Re: “Newsom’s to-do list on mental health” (Feature, March 5):

We have it exactly backwards regarding mental health issues and homelessness. For most, the mental health problems come after the homelessness. Just try it yourself and see. Sleep on the streets without a phone, without much money, without a car and see what happens to your mental status.

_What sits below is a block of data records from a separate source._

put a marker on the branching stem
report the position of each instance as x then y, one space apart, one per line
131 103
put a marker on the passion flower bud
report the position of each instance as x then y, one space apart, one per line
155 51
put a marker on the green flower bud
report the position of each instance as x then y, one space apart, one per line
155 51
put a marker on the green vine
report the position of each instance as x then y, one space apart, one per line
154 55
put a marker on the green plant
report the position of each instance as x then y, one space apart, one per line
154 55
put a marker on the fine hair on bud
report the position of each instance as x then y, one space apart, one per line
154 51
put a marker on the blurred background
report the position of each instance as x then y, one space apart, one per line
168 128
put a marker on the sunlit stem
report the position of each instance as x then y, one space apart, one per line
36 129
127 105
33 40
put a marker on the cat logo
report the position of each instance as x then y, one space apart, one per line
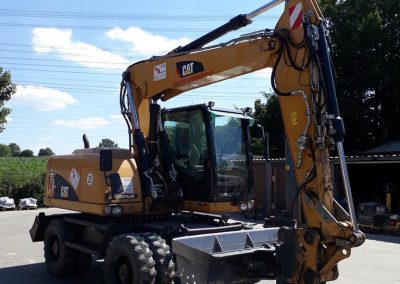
186 68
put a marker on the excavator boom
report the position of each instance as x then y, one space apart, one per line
302 77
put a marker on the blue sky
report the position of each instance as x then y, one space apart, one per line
67 57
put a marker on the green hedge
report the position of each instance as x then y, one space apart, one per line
22 177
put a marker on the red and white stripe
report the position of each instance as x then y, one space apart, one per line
295 16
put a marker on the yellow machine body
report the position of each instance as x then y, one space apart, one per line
75 182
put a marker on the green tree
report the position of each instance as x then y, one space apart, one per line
269 114
27 153
15 149
365 50
106 142
46 152
7 89
5 150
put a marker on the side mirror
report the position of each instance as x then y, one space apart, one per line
105 160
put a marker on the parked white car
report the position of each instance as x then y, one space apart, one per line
27 203
6 203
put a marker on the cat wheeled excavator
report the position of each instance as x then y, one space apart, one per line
154 212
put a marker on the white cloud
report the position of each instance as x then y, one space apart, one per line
264 73
85 123
43 98
60 42
145 43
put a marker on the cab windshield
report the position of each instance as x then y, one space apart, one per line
231 158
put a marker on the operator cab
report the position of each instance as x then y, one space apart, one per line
211 152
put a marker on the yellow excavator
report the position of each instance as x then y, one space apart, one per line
156 212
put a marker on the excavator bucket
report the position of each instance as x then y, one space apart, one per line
228 257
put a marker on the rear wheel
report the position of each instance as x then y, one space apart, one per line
129 261
60 260
165 265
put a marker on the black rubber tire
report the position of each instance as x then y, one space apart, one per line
60 260
163 257
83 263
129 261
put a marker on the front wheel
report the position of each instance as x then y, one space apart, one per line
129 261
163 257
60 260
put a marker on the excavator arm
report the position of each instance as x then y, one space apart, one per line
302 77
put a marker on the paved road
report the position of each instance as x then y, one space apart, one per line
21 261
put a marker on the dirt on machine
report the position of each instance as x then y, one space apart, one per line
159 211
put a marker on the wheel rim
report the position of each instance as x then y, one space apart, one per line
123 271
55 248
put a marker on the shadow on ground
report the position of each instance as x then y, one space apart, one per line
37 274
384 238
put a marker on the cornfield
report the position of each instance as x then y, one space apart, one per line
22 177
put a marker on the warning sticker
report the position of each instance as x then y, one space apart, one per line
295 16
127 187
160 72
74 178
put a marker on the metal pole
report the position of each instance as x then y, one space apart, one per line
262 9
346 182
132 105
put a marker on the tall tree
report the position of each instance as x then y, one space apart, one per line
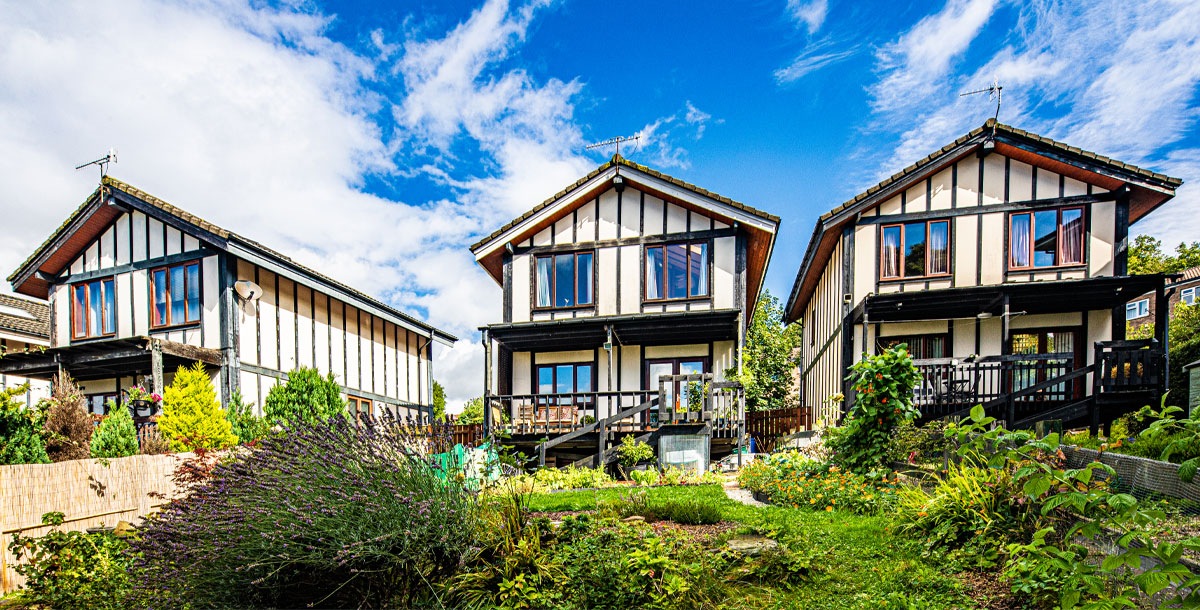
769 358
439 402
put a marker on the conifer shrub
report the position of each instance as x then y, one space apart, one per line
19 438
69 426
117 436
191 416
327 514
306 398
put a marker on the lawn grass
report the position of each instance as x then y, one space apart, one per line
861 562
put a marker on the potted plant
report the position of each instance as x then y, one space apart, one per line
634 455
141 401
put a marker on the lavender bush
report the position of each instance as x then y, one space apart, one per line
327 515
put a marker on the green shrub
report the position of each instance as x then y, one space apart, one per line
73 569
883 388
244 423
191 416
117 436
69 426
19 438
306 398
331 514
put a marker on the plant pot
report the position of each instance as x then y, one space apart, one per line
142 407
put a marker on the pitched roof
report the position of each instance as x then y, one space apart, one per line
36 321
1153 187
617 160
216 237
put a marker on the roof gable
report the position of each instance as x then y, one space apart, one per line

Good sleep is nearly impossible, as police come to wake you up, forcing you to move to another spot in the middle of the night. Women worry about rape, which does happen, since tents don’t lock. Nutrition is abominable; that and chronic dehydration have significant mental health effects. Worry about finding a spot to be each day and night takes a huge mental toll. So does having your things stolen when you go to work (many homeless people do work), to the library computer or to an interview. Severe stress causes normal people to become mentally ill.

Robin Weld

Sacramento / via email

Decriminalize being homeless

Re: “Newsom’s to-do list on mental health” (Feature, March 5):

I truly hope Gov. Gavin Newsom follows through on what appears to be a commitment to improve the mental health and homeless crises. They are intrinsically linked to one another. HUD was the primary agency to assist the homeless during the Reagan administration, but HUD’s homeless funding was slashed by 60% and our government has never restored this budgetary priority. Of course, we are fully aware of Reagan’s criminal abdication of his responsibility to the mentally ill by eliminating their safety nets, by closing their treatment facilities and by defunding the programs which worked to mainstream them. He found it better to stigmatize them instead of treating them with the dignity and compassion they deserve.

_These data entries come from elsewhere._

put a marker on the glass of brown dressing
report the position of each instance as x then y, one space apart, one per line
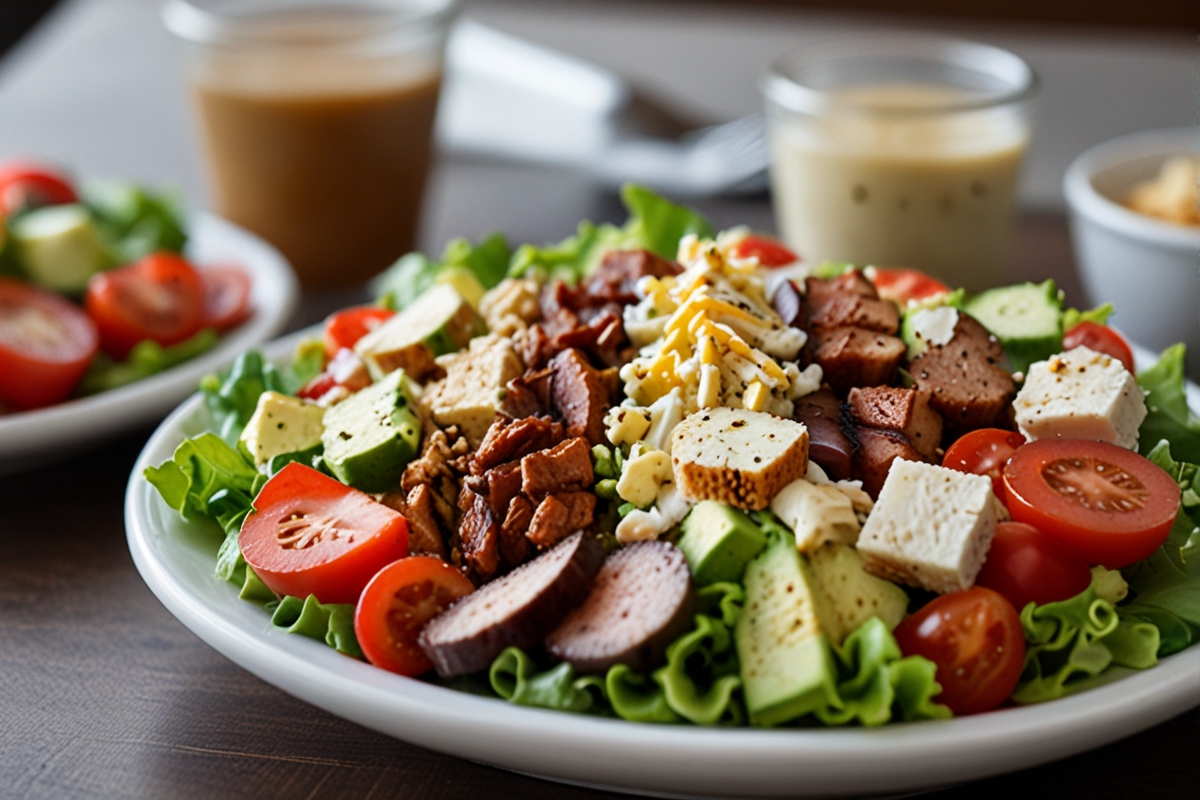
317 121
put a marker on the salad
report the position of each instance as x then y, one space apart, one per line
675 475
94 290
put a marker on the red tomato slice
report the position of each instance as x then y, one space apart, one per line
1099 338
900 284
160 298
769 252
1026 565
346 328
1104 503
984 452
311 535
975 637
226 296
29 186
397 603
46 343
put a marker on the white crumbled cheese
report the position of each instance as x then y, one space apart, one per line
817 515
1080 395
930 528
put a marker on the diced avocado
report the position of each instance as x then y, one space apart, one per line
281 425
59 247
1026 318
372 434
853 595
719 541
439 322
787 668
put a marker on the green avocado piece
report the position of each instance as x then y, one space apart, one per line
719 541
59 247
787 667
372 434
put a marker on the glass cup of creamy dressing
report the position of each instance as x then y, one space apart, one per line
317 121
900 151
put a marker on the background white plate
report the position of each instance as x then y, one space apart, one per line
177 561
30 439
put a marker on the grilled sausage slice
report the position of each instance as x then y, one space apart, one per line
641 601
517 609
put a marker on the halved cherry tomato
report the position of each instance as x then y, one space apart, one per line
397 603
346 328
1105 503
30 186
1026 565
226 296
769 252
984 452
900 284
312 535
1101 338
160 298
975 637
46 343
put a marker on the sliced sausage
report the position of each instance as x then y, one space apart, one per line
641 602
517 609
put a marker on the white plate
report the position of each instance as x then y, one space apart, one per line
29 439
177 561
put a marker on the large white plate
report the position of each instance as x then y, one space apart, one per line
29 439
177 560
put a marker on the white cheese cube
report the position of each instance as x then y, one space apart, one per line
1080 395
930 528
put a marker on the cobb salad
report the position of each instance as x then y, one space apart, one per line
94 289
675 475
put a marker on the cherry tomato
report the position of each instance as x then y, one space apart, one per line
397 603
768 251
226 296
975 637
1101 338
346 328
46 343
1026 565
900 284
1105 503
312 535
30 186
984 452
160 298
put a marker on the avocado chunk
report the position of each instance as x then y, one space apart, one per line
59 247
281 425
1026 318
719 541
372 434
787 667
851 594
438 322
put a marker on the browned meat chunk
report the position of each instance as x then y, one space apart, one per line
828 446
564 468
855 356
964 380
561 515
905 410
876 451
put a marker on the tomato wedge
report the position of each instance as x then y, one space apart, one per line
160 298
397 603
311 535
1101 338
226 296
346 328
1105 503
46 344
975 637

I’m grateful to see Newsom not resort to that political expediency. But the urgent priority and the first thing that Newsom could do, if he’s really serious, is to stop law enforcement’s criminalization of the homeless.

Dorothy Eller

Carmichael / via email

Public pressure

Re: “Clean up plastic pollution” by Jeff vonKaenel (Greenlight, Feb. 27):

I’m reminded of something FDR is supposed to have said to an activist: “You have to go out and [create the political pressure to] make me do it.” If we want anything other than business as usual from multinational corporations or from chambers of commerce, we will have to make them do it.

Muriel Strand

Sacramento / via email

Time to be unsettled

Re: “Snapshots of war” by Rachel Mayfield (15 Minutes, Jan. 23):

Glad to know your book is released now. I am looking forward to reading it. You said it will be unsettling. I am sure it will be, but the kind of unsettling we need to experience. Time to snap out of it and have another picture of war and what it kills.